C'est une nouvelle année, un nouveau départ.
On s'adresse, échange, des vœux. On prend aussi de bonnes résolutions pour ne plus se laisser aller. On se met à rêver d'autre chose. Comme s'il était possible de corriger le cours de nos vies.
Mais on sait bien qu'on se dépêchera d'oublier tout ça et que ça partira, dès demain, en fumée.
Parce que personne ne maîtrise son Destin et que nul ne sait vraiment ce qu'il souhaite et désire.
On dit, en effet, qu'on est des êtres de Désir. Pourquoi pas ? Mais si le Désir, c'est cet objet qui nous fait vivre, il faut bien reconnaître qu'on est absolument infichus de le décrire et de dire à quoi il correspond précisément pour nous.
On croit savoir, on a une idée de ce qu'il est, mais quand quelque chose nous arrive, ça ne correspond jamais entièrement, ça n'est jamais tout à fait ça. Il y a toujours un truc qui manque ou qui fait tâche.
Ce serait vraiment trop simple si le Désir pouvait s'incarner dans quelque chose ou quelqu'un de bien identifié: un homme, une femme, des sensations, voire un simple objet concret et précieux.
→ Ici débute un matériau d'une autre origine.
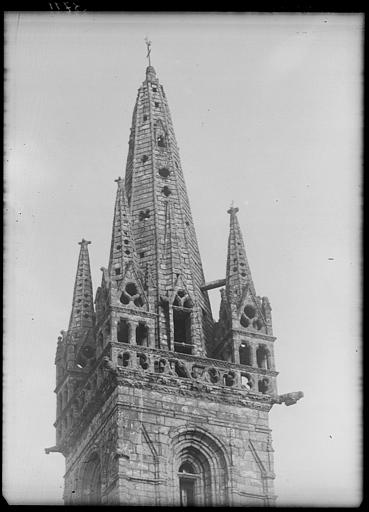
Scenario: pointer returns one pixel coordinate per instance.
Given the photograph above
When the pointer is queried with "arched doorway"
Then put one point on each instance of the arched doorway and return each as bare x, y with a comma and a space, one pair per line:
200, 470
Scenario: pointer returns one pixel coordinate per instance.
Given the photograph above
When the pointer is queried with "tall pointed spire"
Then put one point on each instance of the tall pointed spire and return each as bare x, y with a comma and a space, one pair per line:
82, 315
238, 273
122, 250
162, 223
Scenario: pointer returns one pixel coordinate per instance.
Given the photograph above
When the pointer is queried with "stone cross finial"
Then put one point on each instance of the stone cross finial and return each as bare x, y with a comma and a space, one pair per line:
148, 44
232, 209
84, 242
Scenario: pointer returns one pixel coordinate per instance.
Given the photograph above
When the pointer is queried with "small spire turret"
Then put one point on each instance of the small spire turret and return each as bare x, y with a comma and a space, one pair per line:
238, 272
83, 315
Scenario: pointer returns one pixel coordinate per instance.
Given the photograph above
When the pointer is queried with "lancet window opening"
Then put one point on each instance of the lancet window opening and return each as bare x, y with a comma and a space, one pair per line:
182, 320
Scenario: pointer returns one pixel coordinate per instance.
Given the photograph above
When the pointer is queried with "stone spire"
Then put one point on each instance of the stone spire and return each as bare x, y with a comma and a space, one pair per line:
238, 273
122, 250
160, 209
82, 316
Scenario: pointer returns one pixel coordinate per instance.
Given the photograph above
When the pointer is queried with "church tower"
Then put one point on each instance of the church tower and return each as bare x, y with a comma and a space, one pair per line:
156, 403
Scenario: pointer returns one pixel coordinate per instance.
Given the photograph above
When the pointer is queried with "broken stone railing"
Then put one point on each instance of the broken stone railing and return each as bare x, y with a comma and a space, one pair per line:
211, 371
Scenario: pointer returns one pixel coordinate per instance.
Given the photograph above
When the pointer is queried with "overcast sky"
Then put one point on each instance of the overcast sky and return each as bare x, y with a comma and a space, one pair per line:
267, 111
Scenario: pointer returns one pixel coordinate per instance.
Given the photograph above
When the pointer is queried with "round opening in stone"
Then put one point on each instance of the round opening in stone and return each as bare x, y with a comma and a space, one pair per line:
164, 172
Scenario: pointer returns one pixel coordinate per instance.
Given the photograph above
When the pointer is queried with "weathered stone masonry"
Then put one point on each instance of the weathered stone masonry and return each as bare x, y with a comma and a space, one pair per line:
156, 403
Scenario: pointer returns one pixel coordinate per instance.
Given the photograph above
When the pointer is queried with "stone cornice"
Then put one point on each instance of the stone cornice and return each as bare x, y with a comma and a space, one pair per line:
206, 361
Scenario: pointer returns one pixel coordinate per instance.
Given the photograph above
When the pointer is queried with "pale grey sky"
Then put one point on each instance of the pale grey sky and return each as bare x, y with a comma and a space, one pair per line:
267, 111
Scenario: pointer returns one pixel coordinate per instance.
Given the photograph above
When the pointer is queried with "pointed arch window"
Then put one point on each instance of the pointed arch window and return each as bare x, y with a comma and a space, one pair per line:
182, 315
160, 135
250, 318
131, 296
91, 481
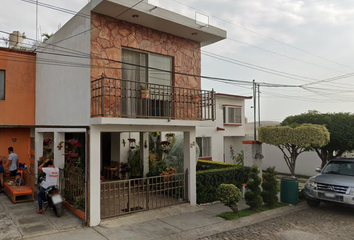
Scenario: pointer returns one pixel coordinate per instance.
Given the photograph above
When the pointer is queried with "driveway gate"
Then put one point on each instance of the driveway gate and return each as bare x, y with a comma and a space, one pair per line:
141, 194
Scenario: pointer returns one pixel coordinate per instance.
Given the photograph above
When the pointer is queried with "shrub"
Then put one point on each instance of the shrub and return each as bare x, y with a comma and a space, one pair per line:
229, 195
253, 197
269, 186
209, 180
208, 165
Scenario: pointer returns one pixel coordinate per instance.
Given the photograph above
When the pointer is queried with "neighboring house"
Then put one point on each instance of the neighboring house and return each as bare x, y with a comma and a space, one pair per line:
229, 129
111, 51
17, 104
306, 162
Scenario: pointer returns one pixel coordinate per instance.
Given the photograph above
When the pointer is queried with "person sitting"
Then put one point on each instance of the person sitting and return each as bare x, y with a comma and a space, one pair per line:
19, 180
51, 179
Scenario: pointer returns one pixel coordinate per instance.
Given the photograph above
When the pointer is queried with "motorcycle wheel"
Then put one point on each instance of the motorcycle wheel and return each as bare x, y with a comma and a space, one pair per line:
58, 209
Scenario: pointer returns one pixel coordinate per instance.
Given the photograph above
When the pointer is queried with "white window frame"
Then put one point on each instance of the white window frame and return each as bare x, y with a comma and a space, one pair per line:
2, 87
150, 74
201, 148
226, 109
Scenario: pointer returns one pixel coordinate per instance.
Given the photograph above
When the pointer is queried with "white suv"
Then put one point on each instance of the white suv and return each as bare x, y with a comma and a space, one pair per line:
335, 183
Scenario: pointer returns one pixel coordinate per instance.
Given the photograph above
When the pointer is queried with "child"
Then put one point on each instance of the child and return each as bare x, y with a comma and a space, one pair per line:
19, 180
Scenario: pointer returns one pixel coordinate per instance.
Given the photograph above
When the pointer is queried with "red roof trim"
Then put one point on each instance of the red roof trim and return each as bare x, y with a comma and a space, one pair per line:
251, 142
234, 96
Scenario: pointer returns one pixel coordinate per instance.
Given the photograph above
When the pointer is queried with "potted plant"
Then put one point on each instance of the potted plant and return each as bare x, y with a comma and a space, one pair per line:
165, 145
124, 168
132, 143
144, 91
196, 97
135, 163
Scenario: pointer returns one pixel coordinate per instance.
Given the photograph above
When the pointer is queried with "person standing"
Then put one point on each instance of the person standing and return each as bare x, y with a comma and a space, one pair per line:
13, 159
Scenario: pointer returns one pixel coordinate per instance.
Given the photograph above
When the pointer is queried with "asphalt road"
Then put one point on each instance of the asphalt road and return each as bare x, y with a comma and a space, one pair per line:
323, 223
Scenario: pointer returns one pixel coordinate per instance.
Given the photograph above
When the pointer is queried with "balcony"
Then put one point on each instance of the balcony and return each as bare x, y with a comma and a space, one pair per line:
112, 97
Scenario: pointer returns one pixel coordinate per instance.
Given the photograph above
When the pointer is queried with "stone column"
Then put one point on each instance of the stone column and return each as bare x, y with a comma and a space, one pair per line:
144, 152
94, 177
190, 162
253, 154
59, 158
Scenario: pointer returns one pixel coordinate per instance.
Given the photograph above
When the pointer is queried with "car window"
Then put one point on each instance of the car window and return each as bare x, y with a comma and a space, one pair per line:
341, 168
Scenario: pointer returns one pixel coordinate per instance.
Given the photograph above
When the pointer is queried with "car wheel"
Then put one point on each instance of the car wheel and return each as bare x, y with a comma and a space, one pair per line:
313, 203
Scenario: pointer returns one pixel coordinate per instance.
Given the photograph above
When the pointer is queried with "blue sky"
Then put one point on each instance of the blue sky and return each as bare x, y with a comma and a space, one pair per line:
305, 42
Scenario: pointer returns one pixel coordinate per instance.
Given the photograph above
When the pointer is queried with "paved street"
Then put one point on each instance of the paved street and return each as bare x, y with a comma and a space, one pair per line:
21, 221
325, 223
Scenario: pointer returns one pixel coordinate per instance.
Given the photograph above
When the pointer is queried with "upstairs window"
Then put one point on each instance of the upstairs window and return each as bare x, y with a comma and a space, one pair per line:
204, 144
232, 115
2, 84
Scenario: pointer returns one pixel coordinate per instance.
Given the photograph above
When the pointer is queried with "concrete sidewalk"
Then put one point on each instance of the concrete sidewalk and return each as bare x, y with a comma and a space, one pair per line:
20, 220
177, 222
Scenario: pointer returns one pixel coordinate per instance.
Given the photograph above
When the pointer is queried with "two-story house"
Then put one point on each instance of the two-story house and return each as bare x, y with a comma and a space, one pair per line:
124, 67
17, 104
228, 132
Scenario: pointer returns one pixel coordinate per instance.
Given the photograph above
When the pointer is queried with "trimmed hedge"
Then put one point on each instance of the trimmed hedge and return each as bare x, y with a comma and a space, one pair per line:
208, 165
209, 180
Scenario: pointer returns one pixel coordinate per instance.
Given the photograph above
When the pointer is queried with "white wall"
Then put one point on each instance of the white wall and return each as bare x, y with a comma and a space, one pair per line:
221, 140
63, 92
237, 146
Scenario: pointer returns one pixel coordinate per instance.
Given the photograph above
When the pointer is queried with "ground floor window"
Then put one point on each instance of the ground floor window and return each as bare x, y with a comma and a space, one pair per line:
204, 144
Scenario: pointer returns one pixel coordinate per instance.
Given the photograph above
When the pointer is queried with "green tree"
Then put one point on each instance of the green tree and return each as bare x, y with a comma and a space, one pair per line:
229, 195
293, 141
269, 185
253, 197
340, 126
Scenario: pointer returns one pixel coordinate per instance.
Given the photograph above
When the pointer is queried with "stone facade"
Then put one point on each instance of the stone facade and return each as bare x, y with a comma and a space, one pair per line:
109, 36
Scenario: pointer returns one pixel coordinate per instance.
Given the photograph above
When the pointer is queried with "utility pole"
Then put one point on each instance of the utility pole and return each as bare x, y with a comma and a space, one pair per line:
254, 109
259, 106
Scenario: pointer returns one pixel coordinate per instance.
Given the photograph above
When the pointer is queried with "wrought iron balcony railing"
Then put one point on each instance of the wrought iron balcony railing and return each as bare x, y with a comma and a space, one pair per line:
112, 97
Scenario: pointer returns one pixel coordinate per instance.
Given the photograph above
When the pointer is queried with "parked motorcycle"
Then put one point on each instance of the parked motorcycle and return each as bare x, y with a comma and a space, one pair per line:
53, 200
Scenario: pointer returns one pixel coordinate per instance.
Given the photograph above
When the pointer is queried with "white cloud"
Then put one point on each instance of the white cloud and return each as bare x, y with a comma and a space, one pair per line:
320, 27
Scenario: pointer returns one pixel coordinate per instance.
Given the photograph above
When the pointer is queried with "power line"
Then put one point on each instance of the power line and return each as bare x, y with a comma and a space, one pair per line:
252, 66
264, 36
282, 55
64, 10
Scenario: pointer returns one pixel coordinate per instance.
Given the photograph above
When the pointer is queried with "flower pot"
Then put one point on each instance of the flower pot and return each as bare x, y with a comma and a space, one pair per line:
144, 94
74, 155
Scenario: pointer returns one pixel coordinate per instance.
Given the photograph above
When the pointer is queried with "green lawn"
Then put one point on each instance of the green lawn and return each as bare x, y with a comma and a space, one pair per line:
247, 212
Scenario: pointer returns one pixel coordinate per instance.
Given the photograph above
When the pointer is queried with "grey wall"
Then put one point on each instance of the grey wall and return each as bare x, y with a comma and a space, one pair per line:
63, 92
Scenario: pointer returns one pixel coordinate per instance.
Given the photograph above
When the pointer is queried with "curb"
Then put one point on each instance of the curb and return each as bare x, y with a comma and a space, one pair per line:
225, 226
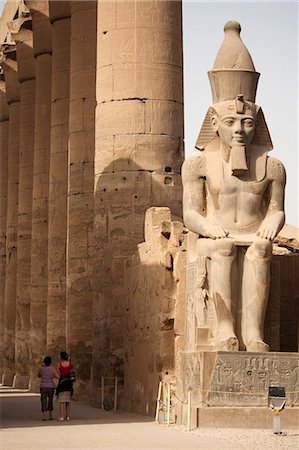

"Cet obscur objet du Désir", c'est le titre bien choisi d'un film du grand cinéaste Luis Bunuel.
On vit, en effet, dans un état de méconnaissance complète de l'objet du Désir mais ça ne nous décourage nullement. Ca nous incite, au contraire, à nous agiter, à nous démener sans cesse, dans l'espoir de donner, un jour, incarnation à cette pulsion qui nous anime.
Ca explique qu'on soit de perpétuels insatisfaits et qu'on vive dans une intranquillité permanente. On se sent toujours en état de manque, on est des alcooliques de la vie. Mais ce manque, c'est aussi un moteur qui nous entraîne à la poursuite des signes de notre Désir et essaie de les organiser dans des actions, des projets, des créations, une manière de vivre...
Et on arrive, finalement, à force de persévérance, à donner une forme à notre Désir, même si ça n'est qu'en partie et jamais exactement ça.
Mais c'est cette errance constructive qui fait aussi la beauté de notre condition.
Je terminerai en précisant que les deux meilleurs films que j'ai vus l'an dernier étaient, peut-être, "Morsures" de Romain de Saint-Blanquat et "Miséricorde" d'Alain Guiraudie.
Tout un programme. Des Morsures, on a besoin d'en prendre et d'en donner. La vie, ça n'est jamais cool. Quant à la Miséricorde, le mot est en voie de disparition mais c'est plus grand et plus fort que le Pardon.
A méditer pour cette nouvelle année. A défaut de Désirs forcément irréalisables, qu'elle soit, du moins, pour vous, exempte de chagrins.
Mes petites photos avec mon cadeau de Noël, un nouvel appareil que je commence à tester (à Paris puis en Normandie). Et je précise que si tout est sombre, c'est qu'il a fait un temps de cochon.
Je recommande:
- "Le Désir, l'objet qui nous fait vivre". Un petit bouquin issu de la contribution de plusieurs psychanalystes (Paul-Laurent Assoun, Gérard Bonnet, Denise Bouchet-Kervella, Marjolaine Hatzfeld, Monique Schneider). Ca n'est pas jargonnant et c'est stimulant.
- Grégoire Bouiller : "Le syndrome de l'orangerie". L'un des bouquins les plus singuliers de cet automne. Un gros pavé consacré aux fameux nymphéas de Claude Monet. 450 pages là-dessus et pourtant, ça tient, à peu près, la route (mais on peut aussi détester). Disons simplement que ce n'est pas nous qui regardons une œuvre d'Art mais c'est elle qui nous regarde. Au point de, presque, nous pétrifier. Parce qu'elle énonce quelque chose de la vérité de notre Désir en la quelle nous nous reconnaissons immédiatement. Et s'agissant des Nymphéas, ce Désir a trait à la Mort.